En premier lieu, le champ d'application ne saurait se limiter aux seules installations de cogénération à haut rendement. Après tout, toutes les installations de cogénération contribuent à l'amélioration de l'efficacité énergétique et à la sécurité d'approvisionnement. L'avocat général étaie d'ailleurs cette interprétation de l'article 7 de la directive par une référence au principe d'égalité[3]. En revanche, les analyses respectives de la Cour et de l'avocat général divergent s'agissant de la seconde question.

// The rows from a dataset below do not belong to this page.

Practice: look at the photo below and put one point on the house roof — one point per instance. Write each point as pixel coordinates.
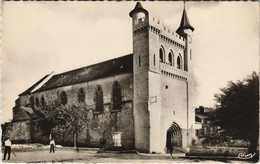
(25, 113)
(28, 91)
(108, 68)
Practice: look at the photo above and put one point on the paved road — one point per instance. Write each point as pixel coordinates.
(93, 157)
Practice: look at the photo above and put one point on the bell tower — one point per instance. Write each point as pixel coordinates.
(162, 80)
(140, 72)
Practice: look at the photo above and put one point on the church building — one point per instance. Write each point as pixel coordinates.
(140, 101)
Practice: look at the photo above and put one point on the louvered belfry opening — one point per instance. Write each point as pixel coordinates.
(174, 136)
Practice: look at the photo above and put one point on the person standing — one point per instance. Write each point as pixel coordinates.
(52, 145)
(7, 148)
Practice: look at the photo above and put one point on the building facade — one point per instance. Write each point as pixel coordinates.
(144, 99)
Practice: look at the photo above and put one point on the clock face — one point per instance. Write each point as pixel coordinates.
(190, 39)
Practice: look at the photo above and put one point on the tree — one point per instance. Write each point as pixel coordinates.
(237, 110)
(70, 118)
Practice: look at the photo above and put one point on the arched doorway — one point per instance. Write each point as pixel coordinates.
(173, 137)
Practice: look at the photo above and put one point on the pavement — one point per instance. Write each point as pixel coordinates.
(91, 156)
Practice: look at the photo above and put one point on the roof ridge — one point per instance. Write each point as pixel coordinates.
(92, 65)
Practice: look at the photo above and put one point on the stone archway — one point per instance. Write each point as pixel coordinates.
(173, 136)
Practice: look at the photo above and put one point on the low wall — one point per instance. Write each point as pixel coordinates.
(215, 151)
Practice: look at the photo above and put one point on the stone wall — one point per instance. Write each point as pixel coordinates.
(101, 125)
(215, 151)
(141, 66)
(21, 132)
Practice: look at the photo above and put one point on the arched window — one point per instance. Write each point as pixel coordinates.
(161, 53)
(81, 95)
(99, 99)
(179, 62)
(43, 101)
(117, 97)
(37, 103)
(63, 98)
(170, 59)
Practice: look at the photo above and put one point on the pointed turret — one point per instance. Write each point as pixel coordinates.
(138, 8)
(185, 24)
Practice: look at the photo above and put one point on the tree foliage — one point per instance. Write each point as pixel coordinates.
(70, 118)
(237, 110)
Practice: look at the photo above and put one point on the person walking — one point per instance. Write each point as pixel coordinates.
(52, 145)
(7, 148)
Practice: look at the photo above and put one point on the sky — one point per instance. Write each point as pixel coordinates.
(41, 37)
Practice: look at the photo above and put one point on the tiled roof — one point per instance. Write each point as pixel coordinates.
(185, 23)
(138, 8)
(108, 68)
(28, 91)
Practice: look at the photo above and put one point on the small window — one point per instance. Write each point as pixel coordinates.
(205, 130)
(190, 54)
(154, 59)
(37, 103)
(170, 59)
(179, 62)
(212, 130)
(43, 101)
(99, 99)
(81, 95)
(161, 53)
(117, 96)
(63, 97)
(139, 60)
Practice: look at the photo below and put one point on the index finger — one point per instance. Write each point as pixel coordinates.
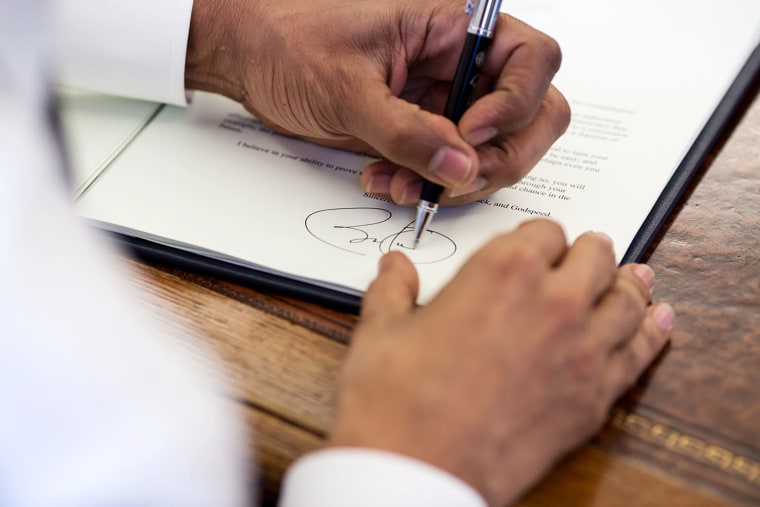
(523, 61)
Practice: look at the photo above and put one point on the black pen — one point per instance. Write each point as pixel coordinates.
(479, 35)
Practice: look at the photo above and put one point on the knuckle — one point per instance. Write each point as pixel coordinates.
(567, 305)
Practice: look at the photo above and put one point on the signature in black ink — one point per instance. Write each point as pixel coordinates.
(363, 231)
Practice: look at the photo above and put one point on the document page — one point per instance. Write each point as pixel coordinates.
(96, 128)
(642, 80)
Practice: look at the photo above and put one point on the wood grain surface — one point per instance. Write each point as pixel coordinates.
(687, 435)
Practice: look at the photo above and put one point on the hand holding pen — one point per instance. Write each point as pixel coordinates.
(379, 84)
(479, 36)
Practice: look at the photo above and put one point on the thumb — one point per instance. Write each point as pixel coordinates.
(429, 144)
(393, 293)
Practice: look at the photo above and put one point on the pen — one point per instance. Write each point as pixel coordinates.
(479, 35)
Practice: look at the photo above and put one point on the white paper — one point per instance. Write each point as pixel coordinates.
(642, 80)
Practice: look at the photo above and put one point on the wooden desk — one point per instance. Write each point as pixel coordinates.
(687, 435)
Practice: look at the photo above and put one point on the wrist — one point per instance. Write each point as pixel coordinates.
(213, 59)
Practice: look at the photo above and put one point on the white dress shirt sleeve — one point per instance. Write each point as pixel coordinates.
(352, 477)
(132, 48)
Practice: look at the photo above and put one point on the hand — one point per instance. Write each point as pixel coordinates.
(368, 75)
(516, 362)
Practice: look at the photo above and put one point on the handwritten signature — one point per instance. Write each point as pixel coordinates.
(362, 231)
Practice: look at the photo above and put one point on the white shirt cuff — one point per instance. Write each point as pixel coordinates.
(132, 48)
(353, 477)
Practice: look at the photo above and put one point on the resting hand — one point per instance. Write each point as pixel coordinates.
(367, 75)
(515, 362)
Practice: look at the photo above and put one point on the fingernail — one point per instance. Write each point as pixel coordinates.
(411, 193)
(379, 184)
(481, 136)
(664, 316)
(450, 165)
(382, 263)
(604, 237)
(477, 185)
(646, 275)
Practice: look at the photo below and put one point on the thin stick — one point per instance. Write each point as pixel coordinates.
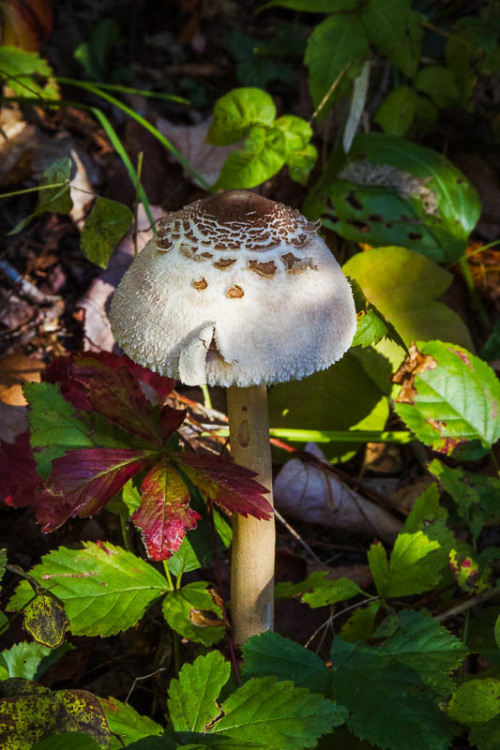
(254, 541)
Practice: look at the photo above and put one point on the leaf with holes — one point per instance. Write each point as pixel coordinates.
(450, 398)
(104, 588)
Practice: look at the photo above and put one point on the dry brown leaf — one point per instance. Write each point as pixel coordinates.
(311, 493)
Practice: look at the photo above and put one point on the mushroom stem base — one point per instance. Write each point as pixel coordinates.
(254, 541)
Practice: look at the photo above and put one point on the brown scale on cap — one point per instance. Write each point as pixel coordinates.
(240, 220)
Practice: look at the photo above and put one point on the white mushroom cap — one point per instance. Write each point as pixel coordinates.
(235, 290)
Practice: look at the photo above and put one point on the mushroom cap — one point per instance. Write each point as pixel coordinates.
(234, 290)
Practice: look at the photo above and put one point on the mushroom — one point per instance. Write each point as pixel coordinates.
(238, 291)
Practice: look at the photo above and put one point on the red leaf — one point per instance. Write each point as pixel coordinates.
(164, 515)
(19, 480)
(84, 480)
(115, 393)
(232, 487)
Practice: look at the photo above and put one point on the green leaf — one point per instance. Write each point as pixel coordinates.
(270, 654)
(27, 74)
(23, 660)
(104, 588)
(237, 112)
(476, 700)
(404, 287)
(394, 192)
(106, 224)
(194, 612)
(54, 425)
(335, 54)
(438, 82)
(277, 714)
(30, 713)
(395, 30)
(263, 155)
(397, 112)
(450, 399)
(56, 199)
(192, 697)
(75, 740)
(126, 724)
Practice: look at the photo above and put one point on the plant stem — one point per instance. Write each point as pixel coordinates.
(252, 565)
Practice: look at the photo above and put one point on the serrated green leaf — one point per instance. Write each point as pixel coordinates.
(405, 286)
(54, 425)
(194, 613)
(262, 156)
(126, 724)
(27, 74)
(335, 52)
(75, 740)
(277, 714)
(396, 31)
(237, 112)
(104, 588)
(105, 226)
(270, 654)
(397, 112)
(474, 701)
(453, 402)
(192, 697)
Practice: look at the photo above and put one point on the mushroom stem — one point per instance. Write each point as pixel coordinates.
(252, 565)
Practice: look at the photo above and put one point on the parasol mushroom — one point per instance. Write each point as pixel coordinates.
(238, 291)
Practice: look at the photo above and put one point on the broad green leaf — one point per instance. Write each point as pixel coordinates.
(396, 31)
(104, 228)
(55, 427)
(237, 112)
(27, 74)
(263, 154)
(30, 713)
(474, 701)
(269, 654)
(340, 398)
(56, 199)
(336, 51)
(277, 715)
(450, 398)
(405, 287)
(45, 619)
(22, 660)
(74, 740)
(194, 612)
(126, 724)
(438, 82)
(396, 113)
(104, 588)
(192, 697)
(394, 192)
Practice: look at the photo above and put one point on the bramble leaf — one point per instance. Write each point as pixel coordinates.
(450, 398)
(104, 588)
(164, 515)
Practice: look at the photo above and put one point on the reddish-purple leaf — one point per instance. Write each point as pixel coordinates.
(19, 480)
(84, 480)
(164, 515)
(115, 394)
(170, 421)
(232, 487)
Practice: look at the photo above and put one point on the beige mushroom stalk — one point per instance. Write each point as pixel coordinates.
(237, 291)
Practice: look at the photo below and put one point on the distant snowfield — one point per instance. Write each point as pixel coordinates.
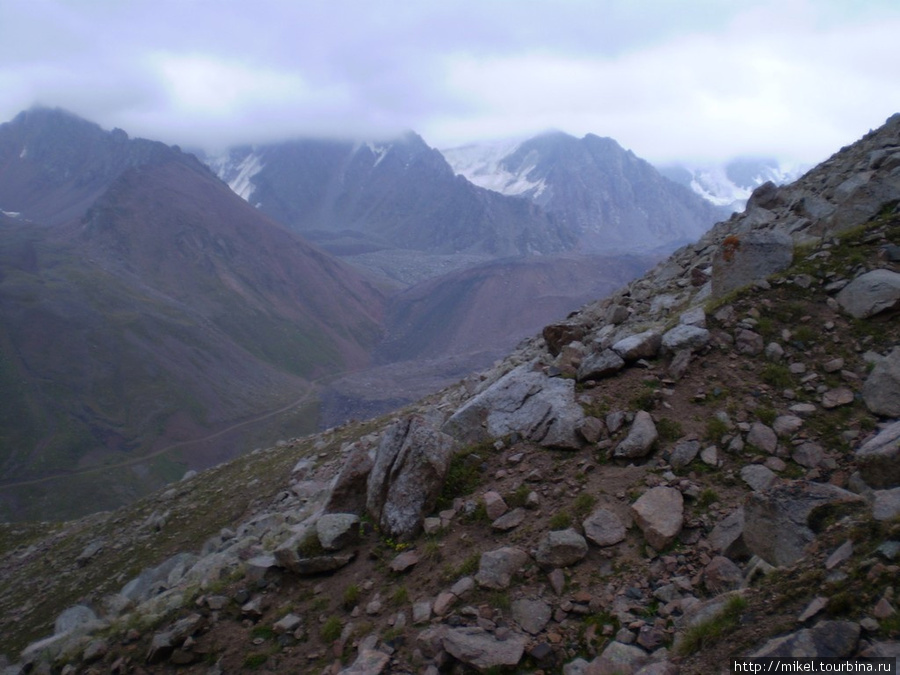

En second lieu, à l'inverse de son avocat général, la Cour considère que l'exclusion du mécanisme de soutien de la biomasse issue non seulement du bois mais aussi des déchets du bois est justifiée. Dans la mesure où la biomasse inclut certaines catégories de déchets, il convient de tenir compte de la hiérarchie des procédés de gestion telle qu'elle résulte de la directive 2008/98/CE[4]. La réutilisation doit être privilégiée par rapport à la valorisation énergétique. Or, le bois est « susceptible d'être utilisé en tant que matière première ». A l'évidence, la protection des forêts et la compétitivité de la filière sylvicole militent en ce sens. En revanche, les analyses divergent quant au sort à réserver aux déchets wallons et autres....cette divergence s'explique par une lecture différente de la hiérarchie des modes de gestion des déchets prévue par la directive. Pour sa part, l'avocat général met plutôt l'accent sur l'esprit tandis que la Cour s'attache davantage à la lettre. Au nom d'une analyse du cycle de vie plus satisfaisante de la valorisation, M. Yves Bot propose de s'écarter d'une interprétation par trop orthodoxe pour ne pas dire littérale favorable au recyclage. Les déchets du bois constituent, à n'en pas douter, « un potentiel [ au bois] dormant »[5]. La valorisation devrait être d'autant plus privilégiée lorsque « la valorisation des déchets de bois a lieu sur place »[6] ce qui évite les effets négatifs du transport. Une telle interprétation peut se prévaloir du principe d'intégration (article 11 FUE et article 37 de la Charte) et de la politique de l'environnement ( article 191, § 1er FUE). En revanche, selon la Cour, ses déchets « peuvent faire l'objet de réemploi ou de recyclage ». Dès lors, « de tels traitements sont (…) susceptibles de devoir être privilégiés par rapport à la valorisation énergétique »[7]. Il semble bien pourtant qu'à l'instar des déchets, la question aurait gagnée à être réglée localement conformément à l'esprit de la question préjudicielle et au principe de subsidiarité. Une analyse casuistique devrait permettre d'assouplir la hiérarchie des procédés de traitement des déchets. En tout état de cause, vingt après l'arrêt « Déchets wallons »[8], la « discrimination » opérée parmi les sources de biomasse pose à nouveau question(s)...

Notes de bas de page

  • Directive 2004/8/CE du Parlement européen et du Conseil du 11 février 2004 concernant la promotion de la cogénération sur la demande de chaleur utile dans le marché intérieur de l'énergie et modifiant la directive 92/42/CEE, JOUE L 52, 21 février 2004, p. 50.
  • Une telle forme de conditionnalité se traduit par l'octroi d'un avantage supplémentaire.
  • Conclusions de l'Avocat général Yves Bot présentées le 8 mai 2013, point 46.
  • Directive 2008/98/CE du Parlement européen et du Conseil du 19 novembre 2008 relative aux déchets et abrogeant certaines directives, JOUE n° L 312, 22 novembre 2008 , p. 3.
  • Conclusions précitées, point 99.
  • Conclusions précitées, point 96.
  • Arrêt, point 78.
  • CJCE, 9 juillet 1992, Commission/Belgique, aff. C-2/90, Rec. p. I-4431.